Он, конечно, был безумен, этот человек, прилетевший из Чикаго. Он завывал, как дикий раненый зверь. Интересно было бы его увидеть.

– Все-таки ваши вопросы неуместны, сэр, – Бер чувствовал, что еще слово и он пошлет этого мужика к чертовой матери. Ну, мало ли идиотов на свете. Но был здесь важный нюанс: этого Сашу он категорически не помнил. И он тянул время, выигрывая неизвестно что.

У Саши был тон вздорного, состоятельного человека, привыкшего все получать немедленно и без сдачи. А тут такая коллизия, как Божья кара обрушилась.

– Говори, Бер, говори мне все, – повторил Саша.

 

В дверях появился Ченстохов, сверкнув выскобленным, гладким подбородком человека по особым поручениям, квадратным и тяжелым, как у боксера полутяжелого веса. Столько он весил, Абрам Ченстохов? Больше 81-го и меньше 85-ти кг. Но ходил легко – «волка ноги кормят», говорил.

– Что? – прошептал Бер беззвучно.

– Там надо фотку выбрать, без тебя не решить, – также беззвучно отвечал Ченстохов.

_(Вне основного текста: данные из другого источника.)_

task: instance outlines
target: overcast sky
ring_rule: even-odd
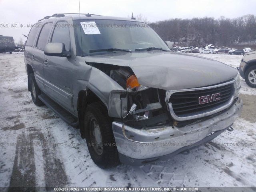
[[[81,13],[127,17],[133,12],[150,22],[221,16],[232,18],[256,15],[256,0],[80,0]],[[20,37],[25,41],[22,35],[28,34],[27,24],[55,13],[79,12],[78,0],[0,0],[0,35],[13,36],[16,42]]]

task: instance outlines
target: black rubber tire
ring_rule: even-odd
[[[33,83],[33,84],[32,83]],[[34,86],[35,96],[34,96],[32,92],[33,91],[32,86],[33,86],[33,84],[34,84]],[[44,103],[43,103],[38,98],[38,96],[41,94],[41,90],[40,90],[40,89],[38,87],[38,85],[37,85],[34,73],[30,74],[28,76],[28,86],[29,86],[29,90],[30,91],[31,97],[32,98],[32,100],[33,100],[34,103],[38,106],[42,106],[42,105],[44,105]]]
[[[245,73],[244,74],[244,80],[245,80],[245,82],[246,83],[246,84],[247,84],[247,85],[249,86],[252,87],[252,88],[256,88],[256,85],[252,84],[248,79],[248,75],[252,70],[256,70],[256,65],[252,66],[246,70],[246,71],[245,72]]]
[[[120,162],[118,153],[113,134],[111,121],[105,108],[99,102],[93,103],[86,108],[84,118],[86,139],[92,159],[102,169],[110,168]],[[90,124],[92,120],[96,120],[99,126],[102,142],[102,154],[96,153],[92,146],[93,142],[91,136]]]

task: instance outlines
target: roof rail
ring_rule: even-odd
[[[88,13],[56,13],[55,14],[54,14],[53,15],[52,15],[52,16],[56,16],[56,15],[61,15],[61,14],[63,14],[63,15],[87,15],[87,14],[89,14],[89,15],[96,15],[96,16],[99,16],[100,15],[95,15],[94,14],[89,14]]]
[[[44,20],[44,19],[48,19],[49,18],[50,18],[51,17],[64,17],[65,16],[65,15],[85,15],[86,16],[91,16],[91,15],[96,15],[96,16],[98,16],[100,15],[94,15],[93,14],[89,14],[89,13],[87,13],[87,14],[84,14],[84,13],[56,13],[55,14],[54,14],[53,15],[52,15],[52,16],[46,16],[46,17],[44,17],[44,18],[43,18],[42,19],[40,19],[39,20],[38,20],[38,22],[39,21],[41,21],[42,20]]]

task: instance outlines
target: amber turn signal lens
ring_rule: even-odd
[[[140,86],[140,85],[138,82],[137,77],[134,75],[130,76],[126,81],[126,88],[130,87],[131,89]]]

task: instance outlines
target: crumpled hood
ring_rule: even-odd
[[[144,52],[87,56],[86,62],[130,67],[139,83],[166,90],[207,86],[236,77],[238,71],[218,61],[172,52]]]

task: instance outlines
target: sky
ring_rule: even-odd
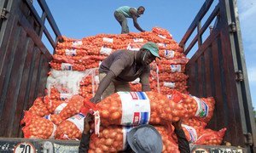
[[[100,33],[119,34],[114,10],[124,5],[144,6],[138,23],[145,31],[154,26],[167,29],[179,42],[204,0],[45,0],[62,35],[82,38]],[[252,102],[256,108],[256,0],[236,0]],[[217,0],[214,1],[214,3]],[[34,3],[37,8],[37,3]],[[214,7],[213,7],[214,8]],[[40,14],[40,10],[38,10]],[[204,19],[203,19],[204,20]],[[130,31],[138,32],[128,20]],[[52,32],[50,32],[52,33]],[[256,110],[256,109],[254,109]]]

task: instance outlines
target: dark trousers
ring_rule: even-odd
[[[117,11],[114,11],[113,15],[114,15],[114,18],[116,19],[116,20],[122,26],[121,33],[129,33],[129,27],[127,26],[127,19],[125,17],[125,15],[121,13],[117,12]]]

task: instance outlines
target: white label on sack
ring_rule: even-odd
[[[133,82],[131,82],[131,84],[138,84],[140,83],[140,78],[137,77],[137,79],[135,79]]]
[[[85,116],[84,116],[82,113],[77,114],[70,118],[67,119],[67,121],[70,121],[71,122],[74,123],[76,127],[79,129],[81,133],[84,131],[84,118]]]
[[[130,126],[123,126],[122,133],[123,133],[123,150],[127,148],[127,133],[132,129],[134,127]]]
[[[158,37],[161,37],[161,38],[164,38],[164,39],[166,39],[166,36],[163,36],[163,35],[160,35],[159,34]]]
[[[71,99],[72,94],[67,94],[67,93],[61,93],[60,94],[60,98],[61,100],[67,100]]]
[[[144,92],[118,92],[122,103],[121,125],[148,124],[150,101]]]
[[[105,47],[102,47],[101,50],[100,50],[100,54],[104,54],[104,55],[109,55],[112,52],[112,48],[105,48]]]
[[[201,118],[207,116],[209,111],[209,106],[207,105],[207,103],[205,103],[202,99],[200,99],[197,97],[192,96],[192,98],[197,103],[197,110],[195,112],[195,116],[199,116]]]
[[[166,47],[166,43],[157,43],[159,47]]]
[[[56,107],[54,111],[54,114],[60,114],[60,112],[67,106],[67,103],[62,103]]]
[[[172,72],[181,72],[181,65],[171,65]]]
[[[113,43],[113,38],[108,38],[108,37],[103,37],[103,42],[108,42]]]
[[[166,59],[174,58],[175,52],[173,50],[165,50],[165,57]]]
[[[73,42],[73,46],[81,46],[83,44],[82,41],[74,41]]]
[[[182,127],[183,127],[189,133],[190,141],[191,143],[194,143],[197,140],[197,133],[195,129],[193,127],[187,126],[184,124],[182,124]]]
[[[75,56],[77,54],[77,49],[66,49],[65,54],[67,56]]]
[[[175,88],[175,82],[164,82],[164,86],[174,88]]]
[[[69,63],[61,63],[61,70],[62,71],[72,71],[73,66]]]
[[[131,46],[130,44],[128,45],[127,49],[132,50],[132,51],[139,51],[140,50],[139,48],[134,48],[134,47]]]
[[[133,42],[143,42],[144,39],[143,38],[134,38]]]

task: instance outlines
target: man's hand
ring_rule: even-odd
[[[181,126],[182,121],[181,119],[179,119],[177,122],[172,122],[172,124],[173,125],[173,127],[175,128],[175,129],[182,129],[182,126]]]
[[[84,119],[84,134],[89,134],[90,132],[90,125],[89,122],[92,121],[92,115],[87,113],[86,116]]]
[[[91,98],[90,99],[90,101],[92,102],[92,103],[95,103],[95,104],[98,103],[99,101],[101,101],[101,97],[98,97],[98,96],[95,95],[93,98]]]

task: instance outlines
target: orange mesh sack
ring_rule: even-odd
[[[77,114],[65,121],[58,126],[55,131],[56,139],[81,139],[84,130],[84,118],[82,113]]]
[[[197,98],[190,94],[182,94],[177,90],[172,90],[167,97],[176,103],[182,104],[186,113],[184,118],[196,117],[207,123],[213,116],[215,100],[212,97]]]
[[[20,124],[25,124],[22,132],[26,139],[54,139],[56,127],[49,120],[26,111]]]
[[[199,137],[195,144],[206,145],[220,145],[223,138],[225,134],[226,128],[222,128],[219,131],[213,131],[207,128],[199,132]]]
[[[103,126],[165,124],[177,121],[184,112],[181,105],[154,92],[118,92],[95,106],[90,101],[84,105],[98,110]],[[172,114],[174,109],[179,113]]]
[[[60,112],[67,106],[67,102],[58,100],[58,99],[44,99],[44,103],[46,104],[47,109],[52,114],[60,114]]]
[[[154,127],[162,137],[162,152],[179,152],[177,144],[168,134],[168,129],[163,126]],[[89,153],[92,152],[117,152],[127,148],[126,135],[131,127],[110,126],[102,128],[99,137],[95,133],[91,135]]]
[[[73,95],[68,101],[67,106],[60,112],[62,120],[74,116],[80,112],[80,109],[84,105],[84,98],[80,95]]]
[[[41,117],[49,114],[47,105],[44,103],[42,97],[38,97],[35,99],[33,105],[28,111]]]

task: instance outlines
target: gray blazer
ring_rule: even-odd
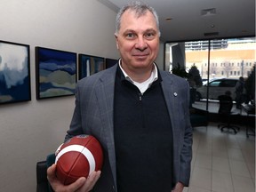
[[[114,140],[114,86],[117,65],[78,81],[76,108],[65,140],[77,134],[92,134],[104,148],[101,176],[93,191],[116,191]],[[160,71],[162,87],[173,132],[173,172],[176,183],[188,185],[192,158],[192,128],[189,120],[189,86],[186,80]]]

И Бер опять прервался, и Саша опять его прекрасно понял. «Через четверть часа», – повторил он и повесил трубку.

 

Здание, в котором на втором этаже находилась редакция, размещалось на боковой улице. Напротив было кафе и магазин канцелярских изделий. Сбоку в призрачном строении примостился жестянщик, который работал деревянным молотком, как орудием возмездия. Кажется, у него был и побочный бизнес с непонятными товарами первой необходимости. Шума от него было мало, совсем не было шума, но некоторый убыток от вечно толпившихся возле жестянщика людей был отмечен Бером. Этот человек в синем комбинезоне и серой футболке, оголявшей руки до плеч, производил впечатление властной силы. У него была манера двигаться медленно. Он не позволял себе ничего, что могло отразиться на его достоинстве отрицательно. Некоторые подчинялись его взгляду, как будто бы он был большим военным начальником. Приезжая утром на работу, Бер всегда здоровался с ним. Бер со всеми здоровался, – большой, высокий, доброжелательный, нетерпеливый человек.

Заметим, что за ладными движениями ягодиц в кратчайшей юбке госпожи Грин, которая шла на работу утречком по щербатому тротуару, жестянщик наблюдал с большим одобрением и здоровался с нею мягко и ласково, как будто в молоке купал королеву. Глаза просто терял, задыхаясь, высматривая, не насыщаясь и запоминая. Сима, надо сказать, все замечала. Она отмечала жестянщика и выделяла его, помня про наставления опытной соседки в дореволюционном, доперестроечном Питере, что ни одного поцелуя без любви нельзя дарить. «Да никогда, но приятно, хотя, конечно, и не убудет от Симки-то», – говорила госпожа Грин, аккуратно гладя себя по бедрам. «Обращайтесь, госпожа, если что, если какая надобность», – сказал ей как-то жестянщик, аккуратно сложив на высоких коленях небольшие выразительные руки – он сидел на низкой арабской табуреточке с переплетенными веревкой боками. Его трудно было представить поплевывающим в ладонь перед тем, как взять свою киянку в руку. В его строении никогда не звучала на всю мощь местная музыка, у него были свои песни.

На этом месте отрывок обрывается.